WebServer Running HTTPS

[renerlemes]

Library/API/IoT binding

nanoFramework.WebServer

Visual Studio version

No response

.NET nanoFramework extension version

No response

Target name(s)

ESP32_S3_ALL

Firmware version

Latest

Device capabilities

No response

Description

When I'm using WebServer on port 80 with HTTP, everything works normally, but when I use the example itself that is in the repository (https://github.com/nanoframework/Samples/blob/main/samples/Webserver/WebServer.Sample/WebServer.Sample/Program.cs), I receive some errors.
I also tried generating new certificates and the problem persists.

A VERY IMPORTANT detail is that I receive the ECONNRESET message only after I start an MQTT connection with SSL using another certificate. If start without certificate and segure connection works.

How to reproduce

        private const string _myWebServerCrt =
@"-----BEGIN CERTIFICATE-----

-----END CERTIFICATE-----";

        private const string _myWebServerPrivateKey =
@"-----BEGIN RSA PRIVATE KEY-----

-----END RSA PRIVATE KEY-----";

X509Certificate _myWebServerCertificate509 = new X509Certificate2(_myWebServerCrt, _myWebServerPrivateKey, "1234");

nanoFramework.WebServer.WebServer webServer = new nanoFramework.WebServer.WebServer(443, HttpProtocol.Https, types)
{
    HttpsCert = _myWebServerCertificate509,

    SslProtocols = SslProtocols.Tls12 | SslProtocols.Tls13
};

webServer.Start()

The code used for MQTTS is:

string s_certificate =
@"-----BEGIN CERTIFICATE-----

-----END CERTIFICATE-----";
X509Certificate caCert = new(s_certificate);

MqttClient mqttClient = new("broker.emqx.io", 8883, true, caCert, null, MqttSslProtocols.TLSv1_2);

MqttReasonCode status = mqttClient.Connect(Core.Configuration.Configs.Dispositivo.Serial, "device", "123456");

When any webserver endpoint is called, the below error is displayed

++++ Exception System.Net.Sockets.SocketException - CLR_E_FAIL (5) ++++
++++ Message: 
++++ System.Net.Security.SslNative::SecureServerInit [IP: 0000] ++++
++++ System.Net.Security.SslStream::Authenticate [IP: 0024] ++++
++++ System.Net.Security.SslStream::AuthenticateAsServer [IP: 0016] ++++
++++ System.Net.HttpListener::AcceptThreadFunc [IP: 009a] ++++

Expected behaviour

No response

Screenshots

Make it possible to receive HTTPS requests

Sample project or code

No response

Aditional information

No response

[alberk8]

@renerlemes , is the date and time on the ESP32 correct?

[Ellerbach]

Just to male it sure I understand correctly:

• You have 1 certificate for the WebServer using HTTPS
• You have 1 certificate for MQTTS
• • The 2 certificates are different

If you are using one of the other, everything works fine, the problem is when you have both.
Is that a good understanding of the situation?

[renerlemes]

Just to male it sure I understand correctly:

• You have 1 certificate for the WebServer using HTTPS
• You have 1 certificate for MQTTS
• • The 2 certificates are different

If you are using one of the other, everything works fine, the problem is when you have both.
Is that a good understanding of the situation?

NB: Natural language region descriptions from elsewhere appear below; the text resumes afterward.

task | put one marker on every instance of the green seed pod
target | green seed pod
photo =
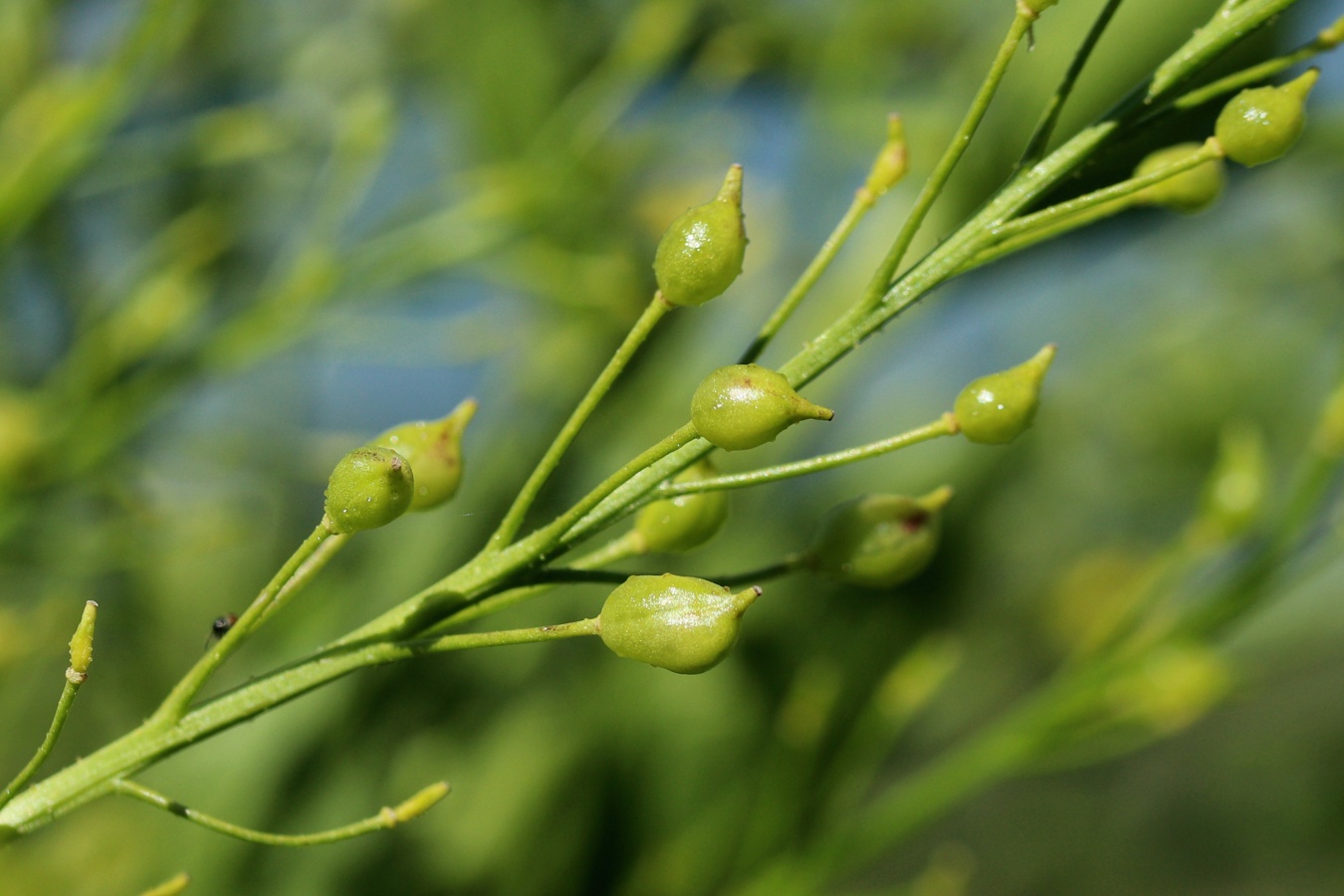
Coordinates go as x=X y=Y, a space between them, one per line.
x=1260 y=123
x=1189 y=192
x=701 y=254
x=684 y=522
x=893 y=160
x=1236 y=487
x=434 y=452
x=369 y=487
x=742 y=406
x=20 y=434
x=81 y=645
x=878 y=541
x=998 y=408
x=672 y=621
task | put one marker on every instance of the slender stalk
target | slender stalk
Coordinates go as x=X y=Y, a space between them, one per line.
x=296 y=572
x=1124 y=189
x=945 y=425
x=96 y=776
x=951 y=156
x=1040 y=137
x=1254 y=74
x=601 y=385
x=369 y=645
x=1027 y=239
x=58 y=722
x=384 y=819
x=862 y=204
x=613 y=551
x=171 y=887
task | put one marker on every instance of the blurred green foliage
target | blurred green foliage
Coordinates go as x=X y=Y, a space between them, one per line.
x=238 y=239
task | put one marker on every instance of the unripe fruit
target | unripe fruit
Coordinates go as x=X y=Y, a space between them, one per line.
x=1260 y=123
x=742 y=406
x=1193 y=189
x=701 y=254
x=369 y=487
x=686 y=520
x=671 y=621
x=879 y=541
x=434 y=452
x=998 y=408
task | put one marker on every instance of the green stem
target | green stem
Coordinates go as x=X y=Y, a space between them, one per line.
x=171 y=887
x=96 y=774
x=601 y=385
x=58 y=722
x=943 y=171
x=1027 y=239
x=1040 y=137
x=384 y=819
x=1252 y=74
x=296 y=572
x=613 y=551
x=1224 y=30
x=368 y=645
x=945 y=425
x=862 y=204
x=1124 y=189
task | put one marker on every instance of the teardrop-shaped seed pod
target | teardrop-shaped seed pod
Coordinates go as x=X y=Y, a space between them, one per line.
x=1189 y=192
x=742 y=406
x=701 y=254
x=1260 y=123
x=369 y=487
x=434 y=452
x=683 y=522
x=998 y=408
x=674 y=622
x=879 y=541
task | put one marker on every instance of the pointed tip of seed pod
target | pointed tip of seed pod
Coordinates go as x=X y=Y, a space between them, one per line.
x=732 y=189
x=810 y=411
x=421 y=802
x=1332 y=37
x=745 y=599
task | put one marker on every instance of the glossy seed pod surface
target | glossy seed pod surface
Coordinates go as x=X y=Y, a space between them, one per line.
x=675 y=622
x=367 y=489
x=742 y=406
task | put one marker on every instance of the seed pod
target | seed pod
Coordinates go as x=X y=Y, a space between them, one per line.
x=742 y=406
x=434 y=452
x=1189 y=192
x=701 y=254
x=1260 y=123
x=671 y=621
x=1236 y=487
x=893 y=160
x=878 y=541
x=684 y=522
x=81 y=645
x=369 y=487
x=998 y=408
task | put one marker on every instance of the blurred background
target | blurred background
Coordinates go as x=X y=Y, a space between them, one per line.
x=238 y=239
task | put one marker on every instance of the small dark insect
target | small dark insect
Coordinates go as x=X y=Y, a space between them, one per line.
x=221 y=626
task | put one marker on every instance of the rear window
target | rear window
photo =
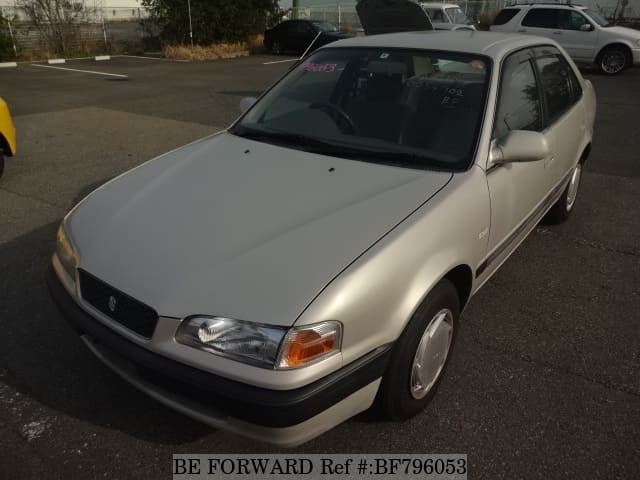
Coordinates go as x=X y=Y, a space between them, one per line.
x=541 y=18
x=505 y=16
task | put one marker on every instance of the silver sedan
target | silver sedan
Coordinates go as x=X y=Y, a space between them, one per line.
x=312 y=260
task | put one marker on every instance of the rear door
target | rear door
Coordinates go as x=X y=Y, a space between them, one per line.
x=565 y=123
x=517 y=190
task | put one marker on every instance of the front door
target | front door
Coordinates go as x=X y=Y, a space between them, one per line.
x=517 y=190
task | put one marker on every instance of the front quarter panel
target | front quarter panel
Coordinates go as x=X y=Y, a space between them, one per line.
x=376 y=296
x=7 y=129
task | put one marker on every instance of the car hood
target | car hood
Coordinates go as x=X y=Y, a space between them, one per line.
x=234 y=227
x=391 y=16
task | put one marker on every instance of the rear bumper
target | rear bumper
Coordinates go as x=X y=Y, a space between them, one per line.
x=284 y=417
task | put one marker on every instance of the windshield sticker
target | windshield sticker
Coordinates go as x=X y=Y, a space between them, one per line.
x=320 y=67
x=477 y=64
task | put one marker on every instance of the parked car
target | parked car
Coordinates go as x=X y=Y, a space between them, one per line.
x=581 y=31
x=7 y=134
x=312 y=260
x=295 y=36
x=447 y=16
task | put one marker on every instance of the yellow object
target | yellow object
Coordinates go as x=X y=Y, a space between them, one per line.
x=7 y=130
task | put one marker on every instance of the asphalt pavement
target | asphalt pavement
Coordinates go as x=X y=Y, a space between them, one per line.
x=545 y=379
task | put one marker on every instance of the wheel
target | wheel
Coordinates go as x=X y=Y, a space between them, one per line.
x=613 y=60
x=563 y=207
x=331 y=109
x=420 y=356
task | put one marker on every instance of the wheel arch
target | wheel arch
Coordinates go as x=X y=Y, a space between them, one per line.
x=462 y=279
x=624 y=46
x=5 y=147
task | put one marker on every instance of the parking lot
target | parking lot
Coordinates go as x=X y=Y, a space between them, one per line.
x=545 y=379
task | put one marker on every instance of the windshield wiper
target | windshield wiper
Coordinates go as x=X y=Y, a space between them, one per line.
x=323 y=147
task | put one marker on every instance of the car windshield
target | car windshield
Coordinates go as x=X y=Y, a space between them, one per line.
x=596 y=17
x=411 y=108
x=457 y=16
x=324 y=26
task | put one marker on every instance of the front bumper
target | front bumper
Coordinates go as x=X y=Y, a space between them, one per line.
x=284 y=417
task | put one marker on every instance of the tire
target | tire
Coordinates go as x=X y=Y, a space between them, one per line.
x=403 y=391
x=613 y=60
x=562 y=209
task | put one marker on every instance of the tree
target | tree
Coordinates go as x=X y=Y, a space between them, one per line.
x=213 y=20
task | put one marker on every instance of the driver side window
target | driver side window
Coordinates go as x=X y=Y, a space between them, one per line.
x=519 y=107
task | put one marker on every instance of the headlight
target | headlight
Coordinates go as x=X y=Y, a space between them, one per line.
x=265 y=346
x=66 y=253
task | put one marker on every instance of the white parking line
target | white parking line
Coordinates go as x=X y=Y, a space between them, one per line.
x=282 y=61
x=82 y=71
x=151 y=58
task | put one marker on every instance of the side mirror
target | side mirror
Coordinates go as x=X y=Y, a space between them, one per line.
x=246 y=103
x=519 y=146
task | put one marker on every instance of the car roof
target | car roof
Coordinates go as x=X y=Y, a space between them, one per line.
x=438 y=5
x=545 y=5
x=492 y=44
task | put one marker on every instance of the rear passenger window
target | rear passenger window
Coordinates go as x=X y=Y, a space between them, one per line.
x=504 y=16
x=519 y=107
x=541 y=18
x=557 y=82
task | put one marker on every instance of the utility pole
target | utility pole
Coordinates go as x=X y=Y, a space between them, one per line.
x=190 y=24
x=295 y=6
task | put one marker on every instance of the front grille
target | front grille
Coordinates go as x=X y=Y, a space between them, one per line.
x=117 y=305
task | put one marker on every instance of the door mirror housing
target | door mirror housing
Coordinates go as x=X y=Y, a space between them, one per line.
x=519 y=146
x=246 y=103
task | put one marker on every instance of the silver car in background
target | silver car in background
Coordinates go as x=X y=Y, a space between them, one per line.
x=312 y=261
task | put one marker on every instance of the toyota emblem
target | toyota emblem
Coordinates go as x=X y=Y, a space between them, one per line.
x=112 y=303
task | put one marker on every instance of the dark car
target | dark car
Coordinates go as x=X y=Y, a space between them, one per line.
x=296 y=35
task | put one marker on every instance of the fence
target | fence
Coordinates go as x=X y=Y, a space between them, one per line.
x=96 y=31
x=343 y=12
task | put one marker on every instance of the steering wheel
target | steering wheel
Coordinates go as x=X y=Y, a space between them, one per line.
x=332 y=109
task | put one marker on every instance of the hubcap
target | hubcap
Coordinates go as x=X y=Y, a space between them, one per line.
x=431 y=354
x=572 y=189
x=613 y=62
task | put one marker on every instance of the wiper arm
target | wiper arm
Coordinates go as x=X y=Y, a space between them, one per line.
x=314 y=145
x=282 y=137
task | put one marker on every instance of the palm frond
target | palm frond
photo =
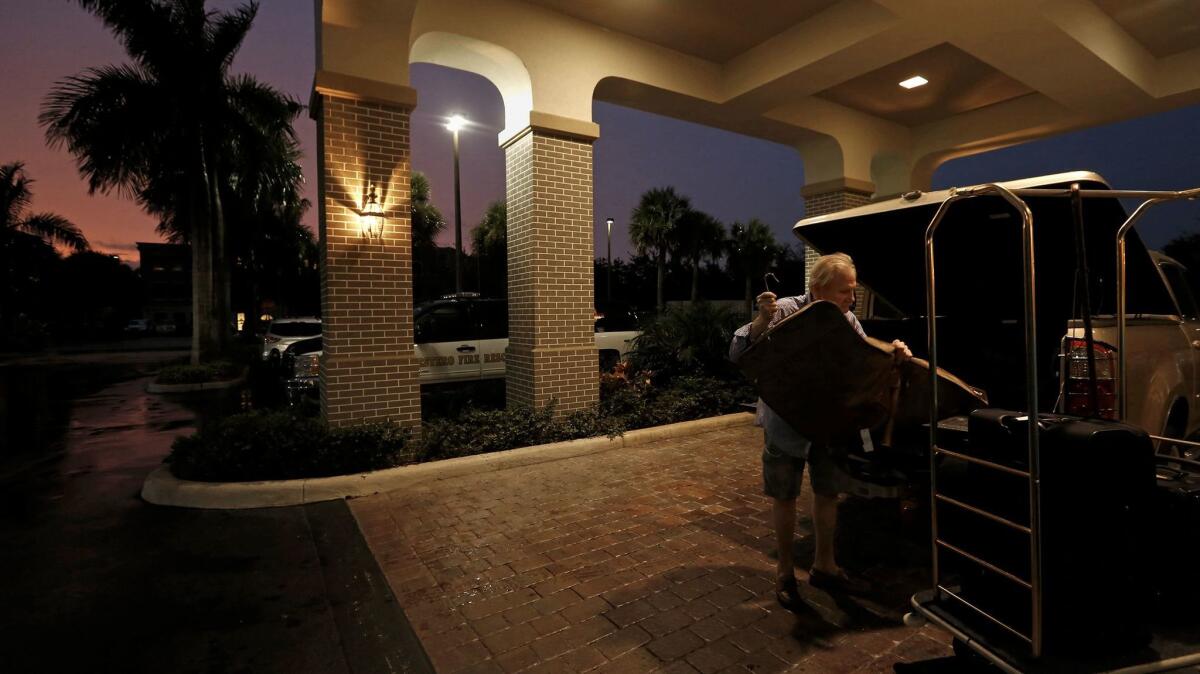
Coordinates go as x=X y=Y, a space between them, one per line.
x=228 y=31
x=111 y=118
x=15 y=192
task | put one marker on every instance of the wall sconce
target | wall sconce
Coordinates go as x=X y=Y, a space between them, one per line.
x=371 y=216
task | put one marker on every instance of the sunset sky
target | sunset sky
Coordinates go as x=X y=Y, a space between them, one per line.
x=729 y=175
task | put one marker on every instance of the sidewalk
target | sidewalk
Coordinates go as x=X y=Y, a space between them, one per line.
x=649 y=558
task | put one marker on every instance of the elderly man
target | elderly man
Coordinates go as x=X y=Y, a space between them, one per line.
x=786 y=452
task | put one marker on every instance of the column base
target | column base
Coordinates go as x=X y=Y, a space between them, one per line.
x=568 y=377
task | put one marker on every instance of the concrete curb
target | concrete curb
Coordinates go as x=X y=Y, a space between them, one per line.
x=153 y=387
x=163 y=488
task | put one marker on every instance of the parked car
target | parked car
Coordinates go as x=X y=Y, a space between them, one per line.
x=301 y=368
x=463 y=337
x=138 y=326
x=1162 y=363
x=979 y=301
x=283 y=332
x=460 y=338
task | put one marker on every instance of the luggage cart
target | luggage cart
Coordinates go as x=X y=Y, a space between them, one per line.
x=1007 y=644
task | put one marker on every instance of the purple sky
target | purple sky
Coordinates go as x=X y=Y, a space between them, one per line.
x=731 y=176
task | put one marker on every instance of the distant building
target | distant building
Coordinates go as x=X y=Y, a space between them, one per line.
x=167 y=286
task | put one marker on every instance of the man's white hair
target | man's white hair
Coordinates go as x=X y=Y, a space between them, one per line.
x=827 y=268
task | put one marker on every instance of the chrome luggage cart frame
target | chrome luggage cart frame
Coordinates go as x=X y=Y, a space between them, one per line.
x=931 y=605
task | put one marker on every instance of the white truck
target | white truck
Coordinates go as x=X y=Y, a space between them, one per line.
x=979 y=302
x=1163 y=351
x=463 y=338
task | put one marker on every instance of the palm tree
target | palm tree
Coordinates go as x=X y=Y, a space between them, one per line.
x=21 y=229
x=753 y=250
x=427 y=223
x=699 y=235
x=490 y=245
x=652 y=227
x=172 y=127
x=426 y=218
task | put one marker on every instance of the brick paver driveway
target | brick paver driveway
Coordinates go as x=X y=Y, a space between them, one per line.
x=639 y=559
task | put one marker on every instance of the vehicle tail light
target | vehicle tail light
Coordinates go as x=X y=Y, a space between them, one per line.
x=1075 y=383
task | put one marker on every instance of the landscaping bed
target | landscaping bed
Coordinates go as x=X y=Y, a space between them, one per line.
x=677 y=372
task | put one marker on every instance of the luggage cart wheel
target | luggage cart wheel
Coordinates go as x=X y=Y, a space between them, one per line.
x=970 y=660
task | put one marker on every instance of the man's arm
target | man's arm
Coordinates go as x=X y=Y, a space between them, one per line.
x=750 y=332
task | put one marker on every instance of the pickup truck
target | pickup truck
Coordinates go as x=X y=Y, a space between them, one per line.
x=462 y=338
x=981 y=301
x=1163 y=365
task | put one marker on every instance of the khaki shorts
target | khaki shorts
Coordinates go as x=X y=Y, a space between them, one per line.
x=781 y=473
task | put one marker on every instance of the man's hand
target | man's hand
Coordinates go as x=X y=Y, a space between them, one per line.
x=766 y=312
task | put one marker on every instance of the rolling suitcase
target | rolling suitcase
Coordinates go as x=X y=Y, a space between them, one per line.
x=1176 y=539
x=1097 y=482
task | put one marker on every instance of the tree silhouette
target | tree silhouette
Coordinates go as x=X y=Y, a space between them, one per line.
x=753 y=250
x=652 y=228
x=25 y=236
x=177 y=131
x=699 y=235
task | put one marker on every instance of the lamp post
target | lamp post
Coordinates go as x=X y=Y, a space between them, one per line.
x=454 y=125
x=609 y=283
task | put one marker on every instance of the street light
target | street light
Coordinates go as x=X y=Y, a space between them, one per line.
x=609 y=284
x=455 y=124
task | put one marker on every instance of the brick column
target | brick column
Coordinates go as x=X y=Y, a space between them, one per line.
x=827 y=197
x=367 y=371
x=552 y=353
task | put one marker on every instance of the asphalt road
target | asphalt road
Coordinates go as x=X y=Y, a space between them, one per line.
x=99 y=581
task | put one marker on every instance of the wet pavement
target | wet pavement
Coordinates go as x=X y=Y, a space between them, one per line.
x=649 y=558
x=99 y=581
x=642 y=559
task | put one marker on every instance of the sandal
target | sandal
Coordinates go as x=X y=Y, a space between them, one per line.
x=787 y=594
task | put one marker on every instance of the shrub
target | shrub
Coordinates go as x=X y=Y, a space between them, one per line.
x=280 y=446
x=689 y=339
x=625 y=404
x=203 y=373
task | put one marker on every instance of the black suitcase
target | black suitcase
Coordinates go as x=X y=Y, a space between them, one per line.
x=1176 y=539
x=1097 y=481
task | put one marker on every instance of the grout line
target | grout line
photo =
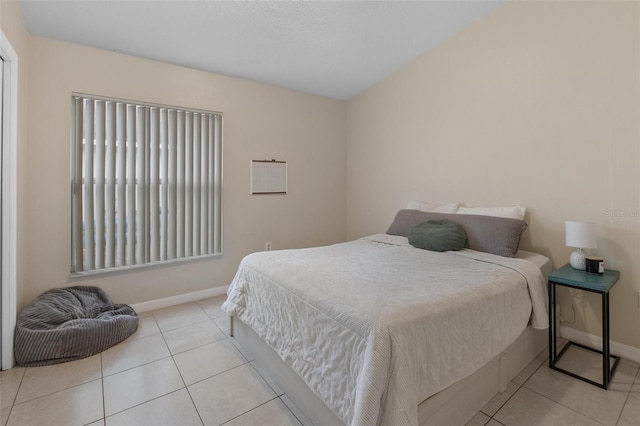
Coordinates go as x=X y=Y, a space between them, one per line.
x=104 y=402
x=565 y=406
x=636 y=377
x=254 y=408
x=182 y=378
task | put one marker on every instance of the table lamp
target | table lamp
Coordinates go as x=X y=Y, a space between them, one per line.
x=581 y=235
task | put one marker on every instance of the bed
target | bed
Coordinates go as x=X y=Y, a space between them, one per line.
x=376 y=331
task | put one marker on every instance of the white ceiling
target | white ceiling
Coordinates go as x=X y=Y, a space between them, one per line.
x=329 y=48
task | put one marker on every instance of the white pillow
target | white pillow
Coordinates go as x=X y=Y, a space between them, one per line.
x=423 y=206
x=513 y=212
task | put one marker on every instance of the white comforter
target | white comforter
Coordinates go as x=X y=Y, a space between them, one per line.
x=375 y=326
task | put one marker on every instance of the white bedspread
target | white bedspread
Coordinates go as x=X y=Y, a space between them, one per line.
x=376 y=326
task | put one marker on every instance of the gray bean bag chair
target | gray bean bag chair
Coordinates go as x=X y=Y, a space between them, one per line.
x=64 y=324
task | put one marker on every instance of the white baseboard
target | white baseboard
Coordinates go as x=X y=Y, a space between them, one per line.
x=624 y=351
x=179 y=299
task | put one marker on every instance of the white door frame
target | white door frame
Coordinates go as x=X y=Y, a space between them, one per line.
x=9 y=209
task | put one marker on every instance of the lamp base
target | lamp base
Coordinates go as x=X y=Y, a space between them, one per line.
x=577 y=260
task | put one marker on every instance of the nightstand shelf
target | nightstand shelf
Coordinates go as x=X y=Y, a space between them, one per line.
x=581 y=280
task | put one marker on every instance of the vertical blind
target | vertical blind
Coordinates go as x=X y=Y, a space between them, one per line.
x=146 y=183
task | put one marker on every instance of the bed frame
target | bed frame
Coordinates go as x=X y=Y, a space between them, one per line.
x=455 y=405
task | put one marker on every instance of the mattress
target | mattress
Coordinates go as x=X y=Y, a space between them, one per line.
x=375 y=326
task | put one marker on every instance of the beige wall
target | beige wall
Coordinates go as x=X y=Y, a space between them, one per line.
x=14 y=28
x=537 y=104
x=260 y=121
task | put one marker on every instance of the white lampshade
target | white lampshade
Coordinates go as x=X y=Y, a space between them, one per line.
x=580 y=234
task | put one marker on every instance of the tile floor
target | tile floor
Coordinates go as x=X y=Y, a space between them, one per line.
x=180 y=368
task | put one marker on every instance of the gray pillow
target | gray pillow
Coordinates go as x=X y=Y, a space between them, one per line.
x=496 y=235
x=438 y=235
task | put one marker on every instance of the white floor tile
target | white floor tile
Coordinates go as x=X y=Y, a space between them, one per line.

@Ellerbach, yes, that is exactly what is happening! Can you imagine what it could be or have you ever experienced this problem?

[Ellerbach]

@renerlemes Can you confirm that each part is individually working fine? And that it's only when you have both that it's not working?

[renerlemes]

@Ellerbach Each part works fine individually. If I use only MQTTS or only the WebServer with HTTPS, they work without any problems. But if I start both with their respective certificates, HTTPS displays the error I reported.

I'm going to create a very simple code to connect to the wireless network, and I'll create the MQTTS and Webserver connections with HTTPS just to confirm once again and I'll let you know.

[josesimoes]

I was just reading this again and it stroke me: I'm not sure if the mbedTLS API is prepared to handle two different server certificates... Almost sure our API isn't. I mean, there a single execution path for the SSL that at some point setups the server cert.
I don't think it was ever foreseen the need to have different server certs depending on the endpoint.

Wondering why can't you use the same server cert for both scenarios?

[Ellerbach]

@renerlemes can you try to place both certs in the cert section? as far as I remember, mbeds can handle multiple certs but also, they should be able to be uploaded at the same time otherwise one will replace the other one. In sort, put both together, copy/paste both section together and check if still works individually and then if works together.

[renerlemes]

@josesimoes It is not possible to use the same certificate, because one is for connecting to MQTTS, where I am currently using the EMQX broker. They already provide the certificate for connection.
The certificate used for the WebServer with HTTPS is generated as a self-signed certificate. Therefore, they are certificates with different purposes.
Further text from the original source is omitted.